Tomaso Buzzi nasce a Sondrio nel 1900 da famiglia benestante. Dopo la laurea in Architettura presso il Regio istituto tecnico, oggi Politecnico di Milano, entra nel 1927 a far parte dell’Associazione per la diffusione nella casa delle moderne arti figurative Il Labirinto con Paolo Venini, Gio Ponti, Carla Visconti di Modrone, Emilio Lancia e Pietro Chiesa. Direttore artistico e designer della Venini & C., eccellenza di Murano, a soli trent’anni diventa l’architetto più amato dalla borghesia. Il più ricco. Il più “colto”, secondo quello che pensava di lui Federico Zeri, tanto da seguire il restauro di Villa Maser del Palladio.

Nel volgere di poche stagioni crea e arreda le ville dei Pirelli, dei Marzotto, degli industriali del boom economico, da Borletti a Invernizzi, a Hollywood la villa del regista George Cukor, e si inventa le famose Terrazze Martini, segno distintivo del successo sociale dei nuovi ricchi. Pubblica giovanissimo su Domus, ma è più a suo agio su Vogue e Harper’s Bazaar.

Grandissimo disegnatore, insegna con entusiasmo Disegno dal vero al Politecnico, maestro di Gae Aulenti, contribuendo all’organizzazione di manifestazioni nazionali e internazionali come la Triennale di Milano. Ha relazioni strette con il gruppo del Novecento milanese (Muzio, Cabiati, De Finetti) e una lunga collaborazione con Gio Ponti, rifuggendo ogni legame con il fascismo, che disprezza. Progetta mobili, ceramiche, merletti, lampade, orologi, insomma, ogni oggetto d’arredo. Ed esagera, come quando nel 1929 si diverte a creare per l’industriale Felice Riva, in via Borgonuovo a Milano, una grande piscina sotterranea che può trasformarsi in salone per le feste e in teatro.

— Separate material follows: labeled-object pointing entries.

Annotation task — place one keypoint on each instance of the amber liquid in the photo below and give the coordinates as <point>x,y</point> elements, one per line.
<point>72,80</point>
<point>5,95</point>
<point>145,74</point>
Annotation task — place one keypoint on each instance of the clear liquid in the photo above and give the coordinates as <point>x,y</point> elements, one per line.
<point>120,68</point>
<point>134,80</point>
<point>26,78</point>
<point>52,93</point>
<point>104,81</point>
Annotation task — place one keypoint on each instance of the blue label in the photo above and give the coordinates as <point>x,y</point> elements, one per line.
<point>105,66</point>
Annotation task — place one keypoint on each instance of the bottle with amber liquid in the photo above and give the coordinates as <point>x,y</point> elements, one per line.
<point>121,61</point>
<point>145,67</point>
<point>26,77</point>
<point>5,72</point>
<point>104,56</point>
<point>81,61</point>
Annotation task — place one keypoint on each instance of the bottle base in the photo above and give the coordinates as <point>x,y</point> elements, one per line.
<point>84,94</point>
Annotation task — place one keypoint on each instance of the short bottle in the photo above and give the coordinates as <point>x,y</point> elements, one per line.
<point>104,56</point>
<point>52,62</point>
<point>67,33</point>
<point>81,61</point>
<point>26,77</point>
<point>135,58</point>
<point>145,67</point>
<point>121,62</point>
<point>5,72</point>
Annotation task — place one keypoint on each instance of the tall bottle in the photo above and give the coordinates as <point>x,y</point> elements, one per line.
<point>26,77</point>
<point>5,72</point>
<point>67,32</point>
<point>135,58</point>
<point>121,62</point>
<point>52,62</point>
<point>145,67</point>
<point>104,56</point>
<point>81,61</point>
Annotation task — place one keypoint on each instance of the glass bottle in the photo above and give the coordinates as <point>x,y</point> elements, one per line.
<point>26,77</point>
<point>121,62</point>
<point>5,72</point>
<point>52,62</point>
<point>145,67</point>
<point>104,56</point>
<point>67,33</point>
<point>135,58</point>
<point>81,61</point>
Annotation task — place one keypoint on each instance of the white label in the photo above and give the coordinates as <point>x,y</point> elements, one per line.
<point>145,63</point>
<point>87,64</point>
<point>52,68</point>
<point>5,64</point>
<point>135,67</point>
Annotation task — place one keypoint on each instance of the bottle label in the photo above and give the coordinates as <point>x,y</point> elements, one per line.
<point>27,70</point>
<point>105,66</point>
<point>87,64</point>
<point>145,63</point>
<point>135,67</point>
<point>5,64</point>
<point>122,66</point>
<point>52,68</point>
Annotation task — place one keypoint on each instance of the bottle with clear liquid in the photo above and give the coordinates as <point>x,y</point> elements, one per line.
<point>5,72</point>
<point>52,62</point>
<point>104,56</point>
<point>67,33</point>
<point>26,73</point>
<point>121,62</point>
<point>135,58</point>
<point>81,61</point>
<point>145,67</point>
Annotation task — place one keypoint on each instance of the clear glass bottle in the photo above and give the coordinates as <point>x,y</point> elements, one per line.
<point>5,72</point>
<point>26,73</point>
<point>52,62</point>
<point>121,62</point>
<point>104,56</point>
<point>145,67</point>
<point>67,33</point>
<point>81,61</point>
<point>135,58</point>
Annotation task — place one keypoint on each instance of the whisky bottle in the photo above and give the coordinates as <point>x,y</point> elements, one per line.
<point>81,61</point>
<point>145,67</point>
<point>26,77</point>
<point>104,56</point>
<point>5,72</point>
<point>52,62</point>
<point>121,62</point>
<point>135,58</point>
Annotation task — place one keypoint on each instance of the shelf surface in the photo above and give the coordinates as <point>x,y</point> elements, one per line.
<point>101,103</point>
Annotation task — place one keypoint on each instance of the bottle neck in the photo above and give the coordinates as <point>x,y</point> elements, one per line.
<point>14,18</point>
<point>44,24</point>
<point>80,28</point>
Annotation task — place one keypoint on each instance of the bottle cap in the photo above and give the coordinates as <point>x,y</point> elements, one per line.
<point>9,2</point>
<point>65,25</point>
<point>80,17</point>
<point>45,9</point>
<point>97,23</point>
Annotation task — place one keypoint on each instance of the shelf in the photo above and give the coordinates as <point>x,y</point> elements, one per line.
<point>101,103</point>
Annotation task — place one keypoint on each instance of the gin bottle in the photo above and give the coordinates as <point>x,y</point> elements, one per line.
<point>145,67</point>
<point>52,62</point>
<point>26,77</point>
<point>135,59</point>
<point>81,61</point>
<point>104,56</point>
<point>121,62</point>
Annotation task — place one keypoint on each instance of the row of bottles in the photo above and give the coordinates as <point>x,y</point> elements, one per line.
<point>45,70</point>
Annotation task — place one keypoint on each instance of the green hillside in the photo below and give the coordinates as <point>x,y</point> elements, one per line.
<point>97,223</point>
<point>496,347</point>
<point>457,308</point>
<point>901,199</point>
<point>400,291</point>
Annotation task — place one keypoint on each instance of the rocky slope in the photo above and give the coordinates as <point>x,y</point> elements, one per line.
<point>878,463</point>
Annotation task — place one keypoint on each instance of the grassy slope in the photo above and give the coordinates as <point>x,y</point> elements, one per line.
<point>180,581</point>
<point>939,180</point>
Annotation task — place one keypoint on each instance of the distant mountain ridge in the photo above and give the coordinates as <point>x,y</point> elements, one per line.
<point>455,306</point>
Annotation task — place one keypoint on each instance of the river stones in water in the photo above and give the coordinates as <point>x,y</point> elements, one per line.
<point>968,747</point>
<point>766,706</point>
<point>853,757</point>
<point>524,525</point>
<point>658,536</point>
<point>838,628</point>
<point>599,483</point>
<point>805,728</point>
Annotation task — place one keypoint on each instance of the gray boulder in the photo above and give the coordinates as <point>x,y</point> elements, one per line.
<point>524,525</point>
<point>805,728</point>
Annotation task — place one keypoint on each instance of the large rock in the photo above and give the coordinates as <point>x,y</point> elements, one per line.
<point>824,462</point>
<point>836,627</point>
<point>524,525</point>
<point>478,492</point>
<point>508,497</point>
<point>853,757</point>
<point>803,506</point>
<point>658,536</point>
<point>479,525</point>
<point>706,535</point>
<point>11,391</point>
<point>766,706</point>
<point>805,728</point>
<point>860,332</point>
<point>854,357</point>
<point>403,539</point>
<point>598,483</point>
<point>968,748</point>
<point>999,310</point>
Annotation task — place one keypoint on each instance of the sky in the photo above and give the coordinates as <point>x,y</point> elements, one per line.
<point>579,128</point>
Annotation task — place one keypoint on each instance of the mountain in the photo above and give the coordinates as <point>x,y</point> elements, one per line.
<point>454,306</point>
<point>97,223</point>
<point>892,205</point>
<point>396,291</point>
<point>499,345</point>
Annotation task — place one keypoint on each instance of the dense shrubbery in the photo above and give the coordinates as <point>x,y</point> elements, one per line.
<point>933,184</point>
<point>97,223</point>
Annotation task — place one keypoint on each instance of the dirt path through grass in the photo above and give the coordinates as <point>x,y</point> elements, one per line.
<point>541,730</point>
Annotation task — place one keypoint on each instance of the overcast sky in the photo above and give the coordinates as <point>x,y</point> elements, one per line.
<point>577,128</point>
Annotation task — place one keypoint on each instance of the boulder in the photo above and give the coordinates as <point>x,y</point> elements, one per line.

Vive girando le località alla moda, invitato alle feste di quelli che contano, ma scrive: «Pur vivendo in mezzo alla gente del bel mondo quasi come uno di loro, e lavorando per i committenti in modo serio e professionale, in realtà io vivo una vita di sogno, segreta; in mezzo alle mie carte, i miei disegni, le mie pitture, le mie sculture».

È alla fine degli anni Cinquanta che inizia il suo percorso di espiazione/iniziazione alla Scarzuola, complesso che ha forti valenze esoteriche, a metà strada tra parco giochi e acropoli sapienziale, che ospitò le visite e i suggerimenti di Salvador Dalí e Leonor Fini. Uno spazio che divide, tanto che è divertente spulciare i commenti su Tripadvisor, dove accanto a «Wow!», trovi totali stroncature: «Posto lontano dal mondo. Costruzioni lego, fiabesco, ma puerile […] un pasticcio tra mostri draghi e santi, irreale utopistico, finto. Guida fuori tema un po’ volgare ed egocentrica. Un gioco per facoltosi». Come dice il nipote: «Unico single, tra i grandi architetti, tutti sposati, Buzzi era l’unico che poteva permettersi di cazzeggiare».